Entanglement is a striking feature of quantum mechanics, and it has a key property called unextendibility. In this paper, we present a framework for quantifying and investigating the unextendibility of general bipartite quantum states. First, we define the unextendible entanglement, a family of entanglement measures based on the concept of a state-dependent set of free states. The intuition behind these measures is that the more entangled a bipartite state is, the less entangled each of its individual systems is with a third party. Second, we demonstrate that the unextendible entanglement is an entanglement monotone under two-extendible quantum operations, including local operations and one-way classical communication as a special case. Normalization and faithfulness are two other desirable properties of unextendible entanglement, which we establish here.
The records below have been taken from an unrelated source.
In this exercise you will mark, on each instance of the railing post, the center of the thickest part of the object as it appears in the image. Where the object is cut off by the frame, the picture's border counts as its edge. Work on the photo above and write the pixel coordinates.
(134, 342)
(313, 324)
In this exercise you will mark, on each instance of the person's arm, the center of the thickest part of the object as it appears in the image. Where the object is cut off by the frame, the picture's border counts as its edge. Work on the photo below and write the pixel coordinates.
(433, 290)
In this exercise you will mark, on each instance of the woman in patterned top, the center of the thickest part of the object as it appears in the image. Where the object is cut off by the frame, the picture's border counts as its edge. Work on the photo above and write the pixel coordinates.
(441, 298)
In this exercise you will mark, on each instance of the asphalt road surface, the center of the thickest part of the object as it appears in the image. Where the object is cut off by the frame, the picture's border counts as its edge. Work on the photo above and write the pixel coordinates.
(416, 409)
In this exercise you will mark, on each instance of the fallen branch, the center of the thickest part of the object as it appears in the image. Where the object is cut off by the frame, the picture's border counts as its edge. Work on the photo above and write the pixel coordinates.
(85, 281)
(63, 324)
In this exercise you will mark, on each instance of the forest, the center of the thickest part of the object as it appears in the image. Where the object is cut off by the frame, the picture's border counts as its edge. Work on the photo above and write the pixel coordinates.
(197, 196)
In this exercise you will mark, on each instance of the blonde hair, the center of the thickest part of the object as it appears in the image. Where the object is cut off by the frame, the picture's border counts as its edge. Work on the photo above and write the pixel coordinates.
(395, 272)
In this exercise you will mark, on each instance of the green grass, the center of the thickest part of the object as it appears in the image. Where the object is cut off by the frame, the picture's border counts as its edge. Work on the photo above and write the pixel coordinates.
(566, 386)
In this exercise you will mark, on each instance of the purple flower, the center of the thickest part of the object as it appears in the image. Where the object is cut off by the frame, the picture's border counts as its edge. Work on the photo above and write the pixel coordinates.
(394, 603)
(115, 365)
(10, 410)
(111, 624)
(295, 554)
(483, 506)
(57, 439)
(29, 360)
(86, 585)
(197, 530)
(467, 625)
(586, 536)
We further show that the unextendible entanglement provides efficiently computable benchmarks for the rate of exact entanglement or secret key distillation, as well as the overhead of probabilistic entanglement or secret key distillation.

翻译：纠缠是量子力学的重要特征，其具有称为不可扩展性的关键性质。本文提出一个用于量化和研究一般双体量子态不可扩展性的理论框架。首先，我们定义不可扩展纠缠——一类基于态依赖自由态集的纠缠度量族。这些度量的直观思想是：双体量子态的纠缠程度越高，其各个子系统与第三方之间的纠缠程度就越低。其次，我们证明不可扩展纠缠在双可扩展量子操作（包括局域操作和单向经典通信作为特例）下是纠缠单调量。归一化性和忠实性是不可扩展纠缠另外两个理想性质，本文对此进行了确立。我们进一步证明，不可扩展纠缠可为精确纠缠或密钥蒸馏的速率以及概率性纠缠或密钥蒸馏的代价提供可高效计算的基准。